Sir John Rowland Tomlinson (born 22 September 1946) is an English operatic bass.

Tomlinson was born in Oswaldtwistle, Lancashire, England. He attended Accrington Grammar School. He trained as a civil engineer at Manchester University before deciding on a career in opera at age 21. He studied with Patrick McGuigan at the Royal Northern College of Music and with Otakar Kraus. He is now President of the RNCM. Whilst studying at the RNCM, he was a member of the Manchester Universities Gilbert and Sullivan Society (MUGSS). He sings regularly with the Royal Opera and English National Opera, and has appeared with all the major British opera companies. He sang at the Bayreuth Festival in Germany every year from 1988 to 2006, as Wotan, the Wanderer, King Marke, Titurel, Gurnemanz, Hagen and the Dutchman. In 2008, he created the title role in Harrison Birtwistle's opera The Minotaur at the Royal Opera House.

==Honours==
- He was given an Honorary Fellowship by the Royal Northern College of Music in 1996.

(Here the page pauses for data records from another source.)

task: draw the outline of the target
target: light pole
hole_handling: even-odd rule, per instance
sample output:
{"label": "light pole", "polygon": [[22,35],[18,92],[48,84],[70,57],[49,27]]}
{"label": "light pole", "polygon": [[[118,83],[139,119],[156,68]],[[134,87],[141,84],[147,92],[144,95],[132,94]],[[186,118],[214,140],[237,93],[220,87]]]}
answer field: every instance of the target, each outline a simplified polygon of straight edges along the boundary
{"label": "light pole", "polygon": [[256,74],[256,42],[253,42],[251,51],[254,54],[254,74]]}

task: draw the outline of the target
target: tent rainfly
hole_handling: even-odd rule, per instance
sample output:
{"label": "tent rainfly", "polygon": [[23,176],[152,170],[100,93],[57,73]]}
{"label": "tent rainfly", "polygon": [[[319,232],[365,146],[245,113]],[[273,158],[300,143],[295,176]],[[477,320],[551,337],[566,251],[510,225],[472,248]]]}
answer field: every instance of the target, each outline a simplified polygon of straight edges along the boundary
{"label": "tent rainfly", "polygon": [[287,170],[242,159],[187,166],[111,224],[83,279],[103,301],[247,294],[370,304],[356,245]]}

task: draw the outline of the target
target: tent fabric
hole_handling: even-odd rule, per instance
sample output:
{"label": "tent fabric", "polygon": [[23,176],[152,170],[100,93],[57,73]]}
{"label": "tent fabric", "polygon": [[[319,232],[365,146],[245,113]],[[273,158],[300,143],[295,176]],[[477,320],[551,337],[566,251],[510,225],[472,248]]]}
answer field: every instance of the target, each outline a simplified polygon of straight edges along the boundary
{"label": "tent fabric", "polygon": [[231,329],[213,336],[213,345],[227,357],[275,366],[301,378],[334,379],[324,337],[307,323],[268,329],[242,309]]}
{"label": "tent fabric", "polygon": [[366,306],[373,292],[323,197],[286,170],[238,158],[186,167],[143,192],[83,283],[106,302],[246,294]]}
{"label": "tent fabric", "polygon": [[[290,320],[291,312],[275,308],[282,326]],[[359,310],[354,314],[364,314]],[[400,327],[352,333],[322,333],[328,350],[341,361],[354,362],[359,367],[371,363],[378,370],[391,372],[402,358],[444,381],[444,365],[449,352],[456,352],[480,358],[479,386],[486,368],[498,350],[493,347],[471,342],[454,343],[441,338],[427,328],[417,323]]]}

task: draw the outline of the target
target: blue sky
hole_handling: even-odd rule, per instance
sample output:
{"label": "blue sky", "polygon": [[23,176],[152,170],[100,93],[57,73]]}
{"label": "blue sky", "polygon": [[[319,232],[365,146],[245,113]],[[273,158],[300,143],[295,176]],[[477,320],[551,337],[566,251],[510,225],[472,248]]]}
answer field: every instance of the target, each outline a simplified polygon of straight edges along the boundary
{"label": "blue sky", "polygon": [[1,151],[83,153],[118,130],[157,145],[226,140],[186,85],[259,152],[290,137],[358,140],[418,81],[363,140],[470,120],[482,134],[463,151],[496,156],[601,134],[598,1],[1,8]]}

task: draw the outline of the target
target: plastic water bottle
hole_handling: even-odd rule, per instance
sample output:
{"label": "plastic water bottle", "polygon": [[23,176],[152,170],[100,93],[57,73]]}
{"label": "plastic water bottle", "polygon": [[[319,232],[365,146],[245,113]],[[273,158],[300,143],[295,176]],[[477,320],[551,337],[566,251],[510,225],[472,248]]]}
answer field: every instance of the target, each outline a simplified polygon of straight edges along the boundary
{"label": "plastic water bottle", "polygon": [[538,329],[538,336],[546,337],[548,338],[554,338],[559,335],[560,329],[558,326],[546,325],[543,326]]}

- He was made a Commander of the Order of the British Empire (CBE) in the 1997 New Years Honours List for his services to music.
- He was created a Knight Bachelor in the 2005 Queen's Birthday Honours List.
- He was awarded the Gold Medal of the Royal Philharmonic Society in 2014.
- He was awarded the Honorary Degree of Doctor of Music (D.Mus.) by the University of Buckingham in October 2016.
- He was awarded the Honorary Degree of Doctor of Music (D.Mus.) by the Royal College of Music on 7 March 2017.
- He was given an Honorary Fellowship by Rose Bruford College in 2017.